Percentile Rank Explained: Is the River High or Low Right Now?

Feb 19, 2026

The most useful question you can ask about a river is not "what's the CFS?" — it's "is the flow high or low compared to normal?" Percentile rank answers that question directly.

How Percentile Rank Is Calculated

For each USGS gauge, statisticians have computed the distribution of daily mean discharge for each calendar day, based on the full period of record (often 50–100 years). The percentile rank of today's flow tells you what percentage of historical years on this calendar date had lower flow.
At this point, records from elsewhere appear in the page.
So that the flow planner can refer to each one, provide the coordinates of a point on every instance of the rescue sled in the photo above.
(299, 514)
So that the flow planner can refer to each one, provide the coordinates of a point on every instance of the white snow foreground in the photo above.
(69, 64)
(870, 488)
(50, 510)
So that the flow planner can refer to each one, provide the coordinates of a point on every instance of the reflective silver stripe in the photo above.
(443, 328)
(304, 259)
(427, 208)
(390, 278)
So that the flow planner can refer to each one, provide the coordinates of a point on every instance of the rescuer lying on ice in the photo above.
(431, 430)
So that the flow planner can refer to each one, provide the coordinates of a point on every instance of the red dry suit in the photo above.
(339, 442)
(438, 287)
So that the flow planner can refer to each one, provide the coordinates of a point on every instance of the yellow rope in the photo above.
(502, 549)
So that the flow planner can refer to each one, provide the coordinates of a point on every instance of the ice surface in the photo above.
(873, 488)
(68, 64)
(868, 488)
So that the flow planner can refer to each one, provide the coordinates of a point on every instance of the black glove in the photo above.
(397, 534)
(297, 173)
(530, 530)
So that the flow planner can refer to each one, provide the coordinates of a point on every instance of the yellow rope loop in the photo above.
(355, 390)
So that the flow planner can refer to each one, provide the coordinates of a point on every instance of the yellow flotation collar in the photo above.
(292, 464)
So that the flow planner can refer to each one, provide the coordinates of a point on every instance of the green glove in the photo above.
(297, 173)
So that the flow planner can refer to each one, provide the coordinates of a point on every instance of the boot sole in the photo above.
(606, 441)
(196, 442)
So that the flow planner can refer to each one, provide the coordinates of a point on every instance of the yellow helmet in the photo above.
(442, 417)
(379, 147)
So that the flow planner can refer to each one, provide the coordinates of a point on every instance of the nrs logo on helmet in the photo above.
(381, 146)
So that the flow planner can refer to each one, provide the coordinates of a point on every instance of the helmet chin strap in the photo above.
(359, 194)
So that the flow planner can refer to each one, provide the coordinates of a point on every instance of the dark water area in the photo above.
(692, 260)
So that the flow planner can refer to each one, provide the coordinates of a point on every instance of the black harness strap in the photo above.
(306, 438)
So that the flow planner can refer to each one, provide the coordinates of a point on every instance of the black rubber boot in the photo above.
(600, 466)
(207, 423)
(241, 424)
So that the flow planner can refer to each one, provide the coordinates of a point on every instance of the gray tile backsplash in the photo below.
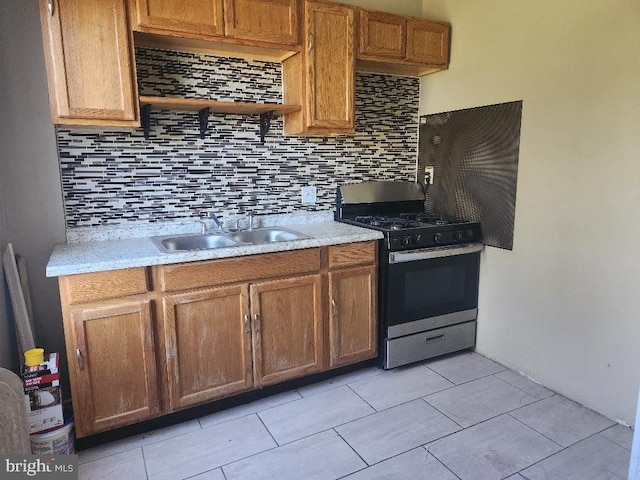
(110, 177)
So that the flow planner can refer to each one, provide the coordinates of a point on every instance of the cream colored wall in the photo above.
(563, 306)
(31, 217)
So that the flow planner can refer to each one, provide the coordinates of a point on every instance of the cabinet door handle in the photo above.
(311, 41)
(79, 359)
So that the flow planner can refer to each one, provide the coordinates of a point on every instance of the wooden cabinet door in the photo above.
(272, 21)
(322, 77)
(112, 367)
(381, 36)
(208, 344)
(189, 18)
(287, 329)
(352, 324)
(427, 42)
(90, 62)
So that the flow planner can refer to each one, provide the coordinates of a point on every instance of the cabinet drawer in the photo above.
(352, 254)
(239, 269)
(89, 287)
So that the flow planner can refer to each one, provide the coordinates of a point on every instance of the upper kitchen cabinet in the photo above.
(390, 43)
(90, 63)
(322, 77)
(189, 18)
(259, 29)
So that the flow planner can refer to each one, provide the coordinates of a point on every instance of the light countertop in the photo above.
(91, 255)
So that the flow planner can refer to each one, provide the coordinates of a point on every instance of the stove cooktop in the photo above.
(406, 221)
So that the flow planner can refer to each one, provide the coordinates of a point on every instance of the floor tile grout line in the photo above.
(440, 461)
(442, 413)
(523, 391)
(354, 451)
(144, 462)
(267, 429)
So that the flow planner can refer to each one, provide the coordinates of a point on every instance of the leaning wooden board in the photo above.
(20, 314)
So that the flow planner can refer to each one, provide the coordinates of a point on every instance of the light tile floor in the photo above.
(459, 417)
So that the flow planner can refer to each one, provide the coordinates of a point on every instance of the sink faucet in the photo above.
(251, 217)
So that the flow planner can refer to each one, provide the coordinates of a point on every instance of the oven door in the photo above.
(431, 288)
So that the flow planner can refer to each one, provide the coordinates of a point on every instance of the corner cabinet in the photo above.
(88, 50)
(208, 344)
(191, 18)
(398, 44)
(287, 329)
(268, 23)
(353, 325)
(321, 78)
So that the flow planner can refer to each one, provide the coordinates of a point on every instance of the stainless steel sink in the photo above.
(185, 243)
(266, 235)
(181, 243)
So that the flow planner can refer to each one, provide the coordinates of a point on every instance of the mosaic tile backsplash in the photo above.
(111, 177)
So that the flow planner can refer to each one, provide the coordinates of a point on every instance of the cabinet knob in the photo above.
(311, 41)
(79, 359)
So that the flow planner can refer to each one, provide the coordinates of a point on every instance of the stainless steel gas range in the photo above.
(428, 273)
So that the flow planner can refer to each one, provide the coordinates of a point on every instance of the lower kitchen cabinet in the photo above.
(112, 364)
(288, 329)
(353, 325)
(208, 344)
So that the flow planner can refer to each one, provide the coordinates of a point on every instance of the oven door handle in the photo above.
(438, 252)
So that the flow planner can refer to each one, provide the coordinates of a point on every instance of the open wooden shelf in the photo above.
(205, 107)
A percentile rank of 50 means today's flow is right at the median — perfectly normal for this time of year. A rank of 25 means 75% of historical years on this date had higher flow — the river is running low. A rank of 90 means only 10% of years were higher — the river is very high.

The Five Categories

StreamFlowData.com uses five categories based on percentile rank:

  • Very Low: Below the 10th percentile. Extremely low conditions, often related to drought.
  • Low: 10th–25th percentile. Below-normal conditions.
  • Normal: 25th–75th percentile. Typical range for this time of year.
  • High: 75th–90th percentile. Above-normal conditions.
  • Very High: Above the 90th percentile. Exceptionally high conditions, may indicate flood risk.

Practical Applications

For fishing: "Normal" to "Low" flows often provide ideal conditions for wade fishing. "Very High" may wash out holding areas and make wading dangerous. For kayaking: check the specific river's recommended flow range — Class III rapids might become Class V at "Very High" flows. For flood monitoring: watch for stations moving from "High" toward "Very High" and monitor gage height relative to flood stage thresholds.